Naomab dismisses Unam Southern Campus criticism

15 Aug 2015 15:30pm
KEETMANSHOOP, 15 AUG (NAMPA) – The director of the University of Namibia’s Southern Campus, Dr Erold Naomab on Thursday slammed claims that the Keetmanshoop-based campus was failing.
A letter panning operations at the campus recently appeared in an English daily newspaper.
At the opening of the campus’s second cultural festival, Naomab highlighted the achievements of the young institution in a move to silence critics.
Contrary to the claim of the anonymous newspaper writer, Naomab said the campus successfully completed 44 out of its 44 first-semester modules, while currently offering the same 100 per cent representation during the second semester.
He added that in less than two years, the campus was already presenting three of the envisaged four faculties and offering five academic qualifications, with the first cohort of students in the entrepreneurship field to graduate next year.

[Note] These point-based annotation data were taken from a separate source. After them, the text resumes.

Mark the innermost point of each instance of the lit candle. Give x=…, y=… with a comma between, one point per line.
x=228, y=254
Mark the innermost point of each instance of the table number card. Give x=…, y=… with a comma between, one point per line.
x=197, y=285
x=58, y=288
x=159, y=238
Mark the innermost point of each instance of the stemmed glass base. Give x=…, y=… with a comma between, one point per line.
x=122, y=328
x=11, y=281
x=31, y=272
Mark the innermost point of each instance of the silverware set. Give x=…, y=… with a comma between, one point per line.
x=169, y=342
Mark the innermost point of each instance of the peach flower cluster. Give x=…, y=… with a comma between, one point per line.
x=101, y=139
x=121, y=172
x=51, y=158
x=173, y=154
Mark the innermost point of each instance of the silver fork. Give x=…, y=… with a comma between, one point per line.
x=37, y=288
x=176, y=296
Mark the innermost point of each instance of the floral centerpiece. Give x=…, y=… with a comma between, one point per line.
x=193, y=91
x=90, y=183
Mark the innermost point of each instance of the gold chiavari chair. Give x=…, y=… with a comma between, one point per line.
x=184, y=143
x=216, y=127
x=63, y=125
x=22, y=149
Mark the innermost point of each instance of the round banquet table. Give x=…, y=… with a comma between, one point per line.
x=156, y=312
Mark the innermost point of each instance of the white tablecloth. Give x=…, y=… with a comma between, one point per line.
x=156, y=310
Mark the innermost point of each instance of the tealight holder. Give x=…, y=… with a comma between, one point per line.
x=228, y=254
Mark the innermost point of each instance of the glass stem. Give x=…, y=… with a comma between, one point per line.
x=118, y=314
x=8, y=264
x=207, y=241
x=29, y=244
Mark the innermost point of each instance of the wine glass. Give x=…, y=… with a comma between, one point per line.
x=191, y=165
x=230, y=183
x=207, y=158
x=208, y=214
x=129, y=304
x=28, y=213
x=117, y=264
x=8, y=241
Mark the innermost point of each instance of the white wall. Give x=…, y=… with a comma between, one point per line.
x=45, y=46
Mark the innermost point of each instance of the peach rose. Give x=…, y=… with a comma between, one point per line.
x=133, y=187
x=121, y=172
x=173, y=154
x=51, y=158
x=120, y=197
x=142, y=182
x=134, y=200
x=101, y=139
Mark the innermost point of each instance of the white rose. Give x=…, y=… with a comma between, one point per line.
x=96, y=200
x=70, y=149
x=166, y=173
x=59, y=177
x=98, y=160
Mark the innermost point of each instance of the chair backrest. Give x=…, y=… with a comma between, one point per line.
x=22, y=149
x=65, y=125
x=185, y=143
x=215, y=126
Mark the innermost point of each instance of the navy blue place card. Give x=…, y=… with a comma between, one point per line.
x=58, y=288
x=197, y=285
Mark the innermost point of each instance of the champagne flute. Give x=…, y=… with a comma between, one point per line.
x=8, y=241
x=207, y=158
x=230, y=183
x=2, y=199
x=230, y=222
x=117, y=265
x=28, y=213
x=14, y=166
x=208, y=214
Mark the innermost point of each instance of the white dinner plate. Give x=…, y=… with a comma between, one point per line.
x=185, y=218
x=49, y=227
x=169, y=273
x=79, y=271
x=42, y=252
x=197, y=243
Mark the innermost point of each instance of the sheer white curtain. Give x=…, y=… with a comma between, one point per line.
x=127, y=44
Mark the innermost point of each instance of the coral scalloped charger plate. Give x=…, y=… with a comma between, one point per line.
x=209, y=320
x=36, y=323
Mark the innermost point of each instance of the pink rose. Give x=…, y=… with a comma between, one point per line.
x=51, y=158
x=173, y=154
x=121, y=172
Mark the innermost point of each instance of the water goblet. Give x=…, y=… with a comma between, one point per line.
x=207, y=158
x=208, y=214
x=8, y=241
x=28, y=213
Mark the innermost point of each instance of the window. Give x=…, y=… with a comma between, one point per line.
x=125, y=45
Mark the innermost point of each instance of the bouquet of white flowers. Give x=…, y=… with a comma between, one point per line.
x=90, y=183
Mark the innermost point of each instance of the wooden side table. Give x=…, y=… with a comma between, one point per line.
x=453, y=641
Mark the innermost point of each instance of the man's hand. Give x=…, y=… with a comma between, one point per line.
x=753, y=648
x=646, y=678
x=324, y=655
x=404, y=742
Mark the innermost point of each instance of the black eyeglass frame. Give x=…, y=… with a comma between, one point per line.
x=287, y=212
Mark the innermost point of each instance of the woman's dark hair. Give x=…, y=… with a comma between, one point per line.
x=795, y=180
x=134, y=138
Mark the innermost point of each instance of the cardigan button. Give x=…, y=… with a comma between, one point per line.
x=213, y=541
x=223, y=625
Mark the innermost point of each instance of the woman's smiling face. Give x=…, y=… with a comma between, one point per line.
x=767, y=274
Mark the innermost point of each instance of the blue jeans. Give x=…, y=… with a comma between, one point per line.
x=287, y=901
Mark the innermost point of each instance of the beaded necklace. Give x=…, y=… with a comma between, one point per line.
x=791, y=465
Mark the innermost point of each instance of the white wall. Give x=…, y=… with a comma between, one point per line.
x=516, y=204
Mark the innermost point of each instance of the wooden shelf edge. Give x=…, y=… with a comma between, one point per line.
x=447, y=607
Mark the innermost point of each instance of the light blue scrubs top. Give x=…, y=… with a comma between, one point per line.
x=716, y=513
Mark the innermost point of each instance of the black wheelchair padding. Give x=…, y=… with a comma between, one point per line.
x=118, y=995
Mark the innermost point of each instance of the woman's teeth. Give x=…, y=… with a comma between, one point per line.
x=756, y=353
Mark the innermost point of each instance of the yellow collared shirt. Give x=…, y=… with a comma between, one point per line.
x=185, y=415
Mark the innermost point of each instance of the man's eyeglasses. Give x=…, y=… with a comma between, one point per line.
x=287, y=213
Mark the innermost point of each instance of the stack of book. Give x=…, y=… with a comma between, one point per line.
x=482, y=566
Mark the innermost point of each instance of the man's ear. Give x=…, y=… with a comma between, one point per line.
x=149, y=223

Naomab revealed that the pass rates of students at the Southern Campus during national examinations ranged between 96 per cent and 100 per cent.
Dismissing claims of a mass exodus of students, he stated that student retention stood at 98 per cent – or 309 out of 316 full-time students registered this year.
“In fact, we receive transfer requests from students from other campuses who want to join our vibrant and shining academic environment,” he said.
Similarly, the director said, staff retention was at 100 per cent, with other academics eager to join the institution to nurture their professional growth.
Stakeholder confidence in the institution by the broader community, including the private sector, was also very high, with the campus attracting funding of N.dollars 20 million so far, Naomab said.
Furthermore, he said, the Southern Campus was a major contributor of economic growth to the region, Keetmanshoop in particular, with 20 operational supplier contracts signed, translating into millions of dollars. The campus has also allocated a dozen tenders of more than N.dollars 20 million and has bought and upgraded a private property in excess of N.dollars 13 million to serve as a hostel for 200 students.
Preparatory work for the construction of the larger envisaged main campus will cost N.dollars 10 million to be spent this year.
Naomab was of the opinion that a particular individual pretending to be a student at the campus was intent on derailing the successes of the tertiary school.
While speaking, the students at the cultural festival could be heard voicing their agreement with Naomab’s statements.
A student representative council (SRC) member later told Nampa on the sidelines of the event that lies are being spread and that the student community stood by the Southern Campus staff and the achievements of the university.
Naomab urged anyone unhappy with operations at the campus to approach campus management, or utilise the official structures of Unam in Windhoek.
“Alternatively, if the Southern Campus or Unam management structures are not sufficient avenues for your issues, you might find the doors of //Karas Governor Lucia Basson nearer and open to your needs,” he stated.
On her part, Basson congratulated the Southern Campus, saying the realisation of the institution in the region was a dream come true for many and that it enjoyed her full support.
She offered to be a mediator and urged disgruntled individuals to knock on the door of her office, should they harbour serious concerns regarding the campus.
The cultural festival ran from Thursday until Saturday under the theme ‘Cultural identity in a global village’.